Alessio came back every Saturday night and brought all his money and counted it out to his grandfather, as if he had still been reasonable. He always replied, “Yes, yes,” and nodded his head, and they always had to hide the little sum under the mattress, in the old place, and told him, to please him, that they were putting it away to buy back the house by the medlar-tree, and that in a year or two they should have enough. But then the old man shook his head obstinately, and replied that now they did not need the house, and that it would have been better if there had never been the house of the Malavoglia, now that the Malavoglia were all scattered here and there. Once he called Nunziata aside under the almond-tree, when no one was by, and seemed to be anxious to say something very important; but he moved his lips without speaking, and seemed to be seeking for words, looking from side to side. “Is it true what they say about Lia?” he said at last.
“No,” replied Nunziata, crossing her hands on her breast, “no; by the Madonna of Ognino, it is not true!”
He began to shake his head, with his chin sunk on his breast. “Then why has she run away, too? Why has she run away?”
And he went about the house looking for her, pretending to have lost his cap, touching the bed and the cupboard, and sitting down at the loom without speaking. “Do you know,” he asked after a while—“do you know where she is gone?” But to Mena he said nothing. Nunziata really did not know where she was, nor did any one else in the place.
One evening there came and stopped in the black street Alfio Mosca, with the cart, to which was now harnessed a mule; and he had had the fever at Bicocca and had nearly died, so that his face was yellow as saffron, and he had lost his fine, straight figure, but the mule was fat and shining.

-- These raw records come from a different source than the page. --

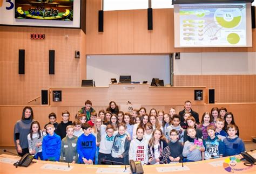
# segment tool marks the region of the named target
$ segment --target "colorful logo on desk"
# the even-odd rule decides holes
[[[200,147],[202,146],[203,142],[200,141],[198,140],[195,140],[194,141],[194,144],[196,144],[197,145],[197,149],[199,149],[200,148]]]
[[[248,170],[253,167],[248,166],[247,168],[239,168],[237,166],[238,164],[241,162],[239,159],[235,158],[235,157],[231,157],[226,158],[223,163],[223,168],[224,169],[228,172],[234,173],[234,172],[241,172],[244,170]],[[236,167],[237,166],[237,167]]]

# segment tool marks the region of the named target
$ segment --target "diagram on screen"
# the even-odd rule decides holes
[[[246,45],[245,3],[186,4],[179,15],[180,45]]]

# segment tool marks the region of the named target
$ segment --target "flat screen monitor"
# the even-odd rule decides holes
[[[91,87],[93,86],[93,80],[82,80],[82,86]]]
[[[158,80],[159,80],[159,78],[153,78],[152,79],[151,84],[150,85],[150,86],[157,86],[156,82],[157,82]]]
[[[131,83],[132,79],[131,75],[120,75],[119,83]]]
[[[0,25],[80,28],[81,1],[2,0]]]

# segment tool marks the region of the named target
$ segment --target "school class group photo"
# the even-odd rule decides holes
[[[245,151],[231,110],[213,107],[199,122],[191,101],[184,107],[180,112],[141,107],[124,113],[112,101],[105,110],[96,111],[87,100],[76,115],[51,113],[44,124],[34,120],[27,106],[14,126],[14,142],[21,156],[86,165],[129,164],[131,159],[143,165],[190,162]]]

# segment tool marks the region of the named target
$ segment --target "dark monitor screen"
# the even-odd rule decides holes
[[[159,78],[153,78],[152,79],[151,84],[150,86],[157,86],[156,82],[158,80],[159,80]]]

“Do you remember when I went away to Bicocca?—when you were still in the house by the medlar?” he asked. “Now everything is changed, for ‘the world is round, some swim and some are drowned.’” This time they had not even a glass of wine to offer him in welcome.
Cousin Alfio knew where Lia was—he had seen her with his own eyes, looking just as Cousin Mena used to when she used to come to her window and he talked to her from his. For which reason he sat still, looking from one thing to another, looking at the furniture and at the walls, and feeling as if the loaded cart were lying on his breast, while he sat without speaking beside the empty table, to which they no longer sat down to eat the evening meal.
“Now I must go,” he repeated, finding that no one spoke to him. “When one has left one’s home it is better never to come back, for everything changes while one is away, and even the faces that meet one are changed, so that one feels like a stranger.”